A esquerda até preferia manter a bandeira do “sem anistia”, mas não dá para correr o risco de a matéria acabar sendo votada na Câmara. Puxa daqui e dali, a proposta Alcolumbre agrada a Lula e ao Centrão, que não se opõe ao ex, mas também não está disposto a se imolar por ele. Até o PL pode vir a apoiar o texto. Aqui, vale o pragmatismo de ambos os lados, que sabem ser quase certa a condenação de Bolsonaro até o final do ano.
O roubo dos aposentados e pensionistas do INSS, com pequenos descontos mensais sem autorização do beneficiário, é, sem dúvida, um tsunami para Lula, que acumula erros em cima de erros na forma de reagir ao descalabro de entidades que afanaram pobres com chancela governamental. As escandalosas operações começaram em 2019, no governo Bolsonaro, mas cresceram e se multiplicaram sob Lula, escancarando má-gestão, conivência ou ambos.

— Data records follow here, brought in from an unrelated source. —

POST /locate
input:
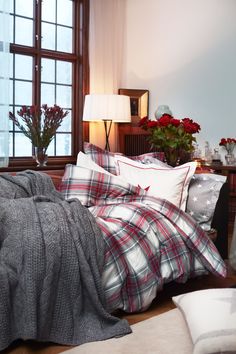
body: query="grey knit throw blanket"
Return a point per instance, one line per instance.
(51, 259)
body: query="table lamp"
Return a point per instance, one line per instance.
(107, 108)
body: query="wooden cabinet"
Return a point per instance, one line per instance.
(230, 172)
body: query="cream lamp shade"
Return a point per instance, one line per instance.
(114, 108)
(107, 108)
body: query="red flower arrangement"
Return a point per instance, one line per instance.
(229, 144)
(172, 136)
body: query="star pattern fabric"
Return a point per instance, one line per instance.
(231, 299)
(204, 190)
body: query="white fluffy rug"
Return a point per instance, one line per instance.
(163, 334)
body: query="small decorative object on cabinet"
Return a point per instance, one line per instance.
(162, 109)
(40, 126)
(229, 145)
(138, 103)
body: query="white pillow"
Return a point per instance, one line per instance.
(162, 182)
(211, 318)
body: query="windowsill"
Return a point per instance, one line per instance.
(20, 164)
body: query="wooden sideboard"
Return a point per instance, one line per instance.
(230, 172)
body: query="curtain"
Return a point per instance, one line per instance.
(106, 41)
(4, 81)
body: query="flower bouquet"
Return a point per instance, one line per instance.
(172, 136)
(39, 125)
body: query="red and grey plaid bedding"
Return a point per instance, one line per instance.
(148, 240)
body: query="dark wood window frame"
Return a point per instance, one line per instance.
(80, 84)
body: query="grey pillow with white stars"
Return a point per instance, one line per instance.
(203, 193)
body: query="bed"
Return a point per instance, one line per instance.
(99, 244)
(139, 260)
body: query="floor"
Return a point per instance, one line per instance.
(161, 304)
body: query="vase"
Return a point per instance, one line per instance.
(40, 156)
(229, 158)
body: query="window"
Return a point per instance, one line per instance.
(49, 64)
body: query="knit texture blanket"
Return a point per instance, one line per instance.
(51, 259)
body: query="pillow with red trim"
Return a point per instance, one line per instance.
(163, 182)
(106, 159)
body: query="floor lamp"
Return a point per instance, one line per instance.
(107, 108)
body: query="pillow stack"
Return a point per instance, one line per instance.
(211, 318)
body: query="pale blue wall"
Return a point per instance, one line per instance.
(184, 52)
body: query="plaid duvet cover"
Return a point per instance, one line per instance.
(149, 241)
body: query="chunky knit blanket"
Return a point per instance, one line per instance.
(51, 259)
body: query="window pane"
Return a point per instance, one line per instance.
(10, 144)
(47, 94)
(24, 8)
(64, 12)
(23, 146)
(23, 67)
(64, 39)
(51, 148)
(23, 93)
(48, 70)
(64, 72)
(11, 66)
(66, 124)
(10, 6)
(48, 36)
(63, 95)
(11, 92)
(24, 31)
(63, 144)
(49, 10)
(11, 29)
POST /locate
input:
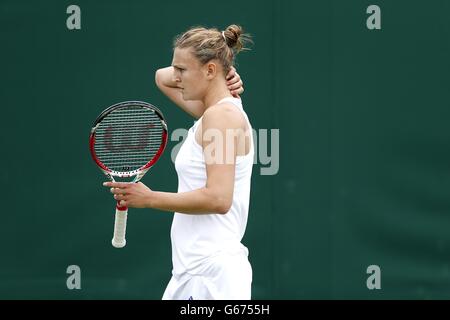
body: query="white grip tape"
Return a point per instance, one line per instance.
(120, 227)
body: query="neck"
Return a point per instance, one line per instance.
(215, 94)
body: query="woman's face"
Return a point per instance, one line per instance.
(189, 74)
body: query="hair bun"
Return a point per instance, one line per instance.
(234, 37)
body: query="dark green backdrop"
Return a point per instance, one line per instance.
(363, 115)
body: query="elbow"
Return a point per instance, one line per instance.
(157, 77)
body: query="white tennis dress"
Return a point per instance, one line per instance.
(209, 261)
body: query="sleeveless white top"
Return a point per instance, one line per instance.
(198, 238)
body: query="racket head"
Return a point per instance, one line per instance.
(127, 139)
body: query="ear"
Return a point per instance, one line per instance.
(210, 70)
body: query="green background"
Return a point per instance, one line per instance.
(363, 115)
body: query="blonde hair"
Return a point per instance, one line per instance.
(209, 44)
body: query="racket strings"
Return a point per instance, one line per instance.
(128, 138)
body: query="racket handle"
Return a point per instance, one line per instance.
(120, 227)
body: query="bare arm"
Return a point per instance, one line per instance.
(220, 159)
(164, 81)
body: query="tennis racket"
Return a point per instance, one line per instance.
(126, 140)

Lula não só demorou a reagir como expôs suas fragilidades. Não conseguiu estabelecer a paternidade de Bolsonaro para os desvios e, muito menos, evitar o pedido de uma CPI, sempre desgastante ao governo de plantão mesmo quando nada tem a temer. Demitiu o presidente do INSS, mas manteve o ministro da Previdência Carlos Lupi até o limite do insuportável. Aceitou a demissão de Lupi e para o seu lugar nomeou o número 2 do Ministério, o também pedetista Wolney Queiroz, mais um que sabia das irregularidades e nada fez desde meados de 2023.
O temor do recorrente carimbo de corrupção ao seu governo fez com que Lula não enxergasse o caminho de admitir erros de gestão, que poderiam ser reparáveis com celeridade. Agora é tarde, seu governo carregará as duas marcas: corrupção e má gestão. Tão tarde que Bolsonaro, mesmo correndo o risco de escorregar nas cascas de banana lançadas pelos seus, passou a apoiar a criação da CPI.
Não está nada fácil para os dois líderes rivais. O inelegível Bolsonaro está disposto a tudo para se manter no jogo, e Lula, em curva descendente de popularidade, não consegue fazer o seu governo acontecer. Ambos se enroscam em seus próprios labirintos.